Hashing data is a time-consuming and processor intensive process, which can reduce backup performance and drive up the cost of the backup system. To deal with this problem, deduplicated backup systems have been designed with three basic modes of operation: pre-process, inline, and post-process deduplication. Each has its pros and cons, and the operating mode is an important consideration when designing the backup system.
In this mode of operation, data is hashed while it’s being received by the backup system. The backup system’s processors work hard to keep up with the flow of data entering the system, and when the system is connected via 10G Ethernet or 8G fibre channel, the processors can often become the bottleneck, limiting the overall throughput of the system. Performance can be improved through increased processing power and well-tuned hashing algorithms, but this mode of operation typically results in the slowest performance among the three modes. An example of a deduplicated backup system that uses inline dedupe is EMC Data Domain.
There are benefits of inline dedupe which will become clear as we discuss the other modes.

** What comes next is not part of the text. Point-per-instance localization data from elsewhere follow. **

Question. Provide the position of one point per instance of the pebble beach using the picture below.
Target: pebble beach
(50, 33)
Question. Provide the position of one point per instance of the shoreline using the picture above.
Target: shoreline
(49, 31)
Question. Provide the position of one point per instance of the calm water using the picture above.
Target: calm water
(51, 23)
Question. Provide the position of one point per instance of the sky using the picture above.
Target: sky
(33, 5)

In this mode of operation, data is written directly to the backup systems disk, undeduplicated, and the data is deduplicated later. The downside is that more disk space is required to receive the undeduped data, but the upside is that the performance bottleneck of inline dedupe is eliminated. Another downside is that during post-process deduplication, the backup system is typically put in a busy state, and so is not available for continued backup and restore operations. This may or may not be a problem though, so long as there’s enough time in the day to perform backups, run the dedupe operation, and be available for restores. An example of a backup system that uses post-process dedupe is HP Store Once.

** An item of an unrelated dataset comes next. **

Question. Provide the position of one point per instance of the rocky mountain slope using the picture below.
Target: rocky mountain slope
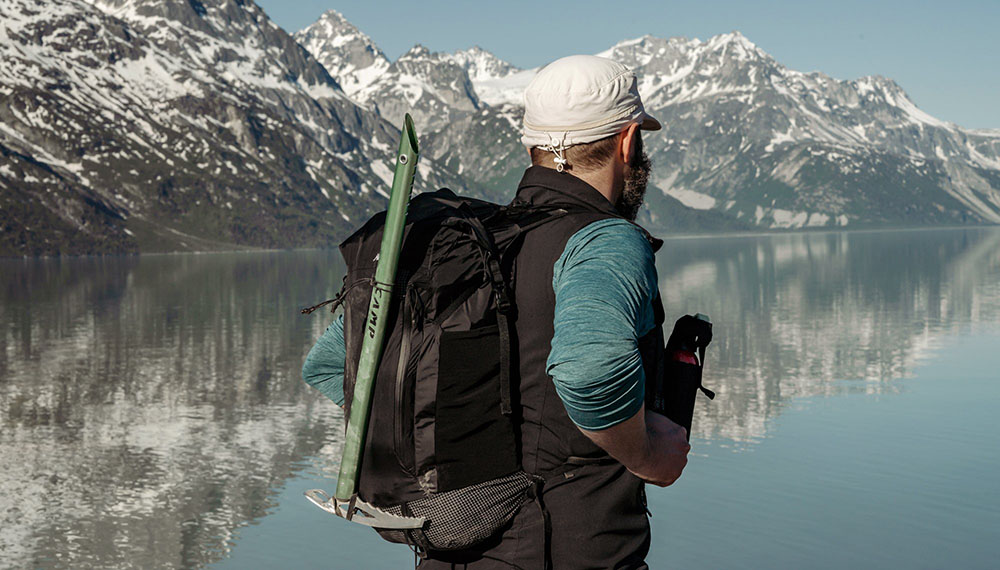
(147, 125)
(130, 125)
(747, 141)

In this mode of operation, data is deduplicated at the source, either at the backup agent running on the client system being backed up, or on an intermediate backup server. This moves the processing load away from the backup system, potentially distributing this load across multiple systems. It also means that data is deduplicated before it even crosses the network. The downside is that this mode has a higher processor impact at the source. An example of a backup system that uses pre-process dedupe is EMC Avamar.
Making the Choice
Pre-process deduplication can lead to the fastest backups, especially if the backup client is relatively small. The backup client can track block-level changes between backups, hash and dedupe the changed blocks and write the changes to the backup system, completing the process in minutes or even seconds, with minimal network bandwidth consumption. However, larger workloads like large databases can become very processor intensive and time-consuming. There’s also typically a higher cost for pre-process products due to additional software complexity and testing requirements.

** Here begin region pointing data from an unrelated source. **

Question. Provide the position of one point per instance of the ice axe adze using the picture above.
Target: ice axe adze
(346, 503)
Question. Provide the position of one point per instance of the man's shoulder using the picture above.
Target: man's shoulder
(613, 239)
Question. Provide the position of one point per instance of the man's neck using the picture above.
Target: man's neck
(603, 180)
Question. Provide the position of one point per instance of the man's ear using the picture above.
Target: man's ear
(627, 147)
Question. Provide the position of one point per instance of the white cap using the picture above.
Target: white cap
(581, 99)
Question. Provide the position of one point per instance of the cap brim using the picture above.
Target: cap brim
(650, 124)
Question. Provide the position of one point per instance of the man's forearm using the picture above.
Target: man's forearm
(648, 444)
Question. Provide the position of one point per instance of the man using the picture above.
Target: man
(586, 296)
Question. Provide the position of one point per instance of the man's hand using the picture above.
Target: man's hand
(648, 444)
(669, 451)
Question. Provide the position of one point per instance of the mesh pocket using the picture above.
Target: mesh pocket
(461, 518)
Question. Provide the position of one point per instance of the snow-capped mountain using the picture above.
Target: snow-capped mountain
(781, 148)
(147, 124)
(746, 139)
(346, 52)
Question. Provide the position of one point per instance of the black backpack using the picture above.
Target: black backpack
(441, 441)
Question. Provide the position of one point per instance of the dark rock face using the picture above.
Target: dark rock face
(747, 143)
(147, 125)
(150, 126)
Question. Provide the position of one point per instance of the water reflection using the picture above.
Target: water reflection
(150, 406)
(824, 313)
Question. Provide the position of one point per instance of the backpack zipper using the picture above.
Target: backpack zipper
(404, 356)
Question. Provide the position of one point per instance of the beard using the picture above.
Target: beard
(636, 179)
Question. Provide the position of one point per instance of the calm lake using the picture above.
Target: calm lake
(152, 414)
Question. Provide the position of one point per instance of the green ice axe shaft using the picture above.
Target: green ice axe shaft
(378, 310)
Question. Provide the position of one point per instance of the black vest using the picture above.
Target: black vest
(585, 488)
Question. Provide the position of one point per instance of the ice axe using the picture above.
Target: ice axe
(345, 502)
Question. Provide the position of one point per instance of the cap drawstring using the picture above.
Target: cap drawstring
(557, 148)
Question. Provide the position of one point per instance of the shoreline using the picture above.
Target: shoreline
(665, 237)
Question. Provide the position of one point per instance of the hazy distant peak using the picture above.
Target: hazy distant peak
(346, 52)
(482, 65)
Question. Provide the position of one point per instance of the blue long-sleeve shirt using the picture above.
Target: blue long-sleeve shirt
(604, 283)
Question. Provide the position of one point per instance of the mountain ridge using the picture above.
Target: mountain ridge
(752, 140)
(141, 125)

As stated earlier, post-process products require more disk space to accept the undeduplicated backup data, but as the cost of disk continues to decrease, this becomes less of a problem. Inline dedupe has limited performance, and may require more processing power (and therefore more cost) to maintain adequate performance. The overall performance differences of post-process and inline modes may be a wash if you include the post-process dedupe busy time in your backup window (that is, if you need your backup system available for restores during the business day).
To make the choice, you’ll need to understand the size of your backups, the ingest rate of the backup system, the length of your backup window, and the cost per GB of the backup system. It may be that you’ll choose to deploy more than one solution to fit your various workloads. I have two in my data center today, though I’m working to narrow it down to one.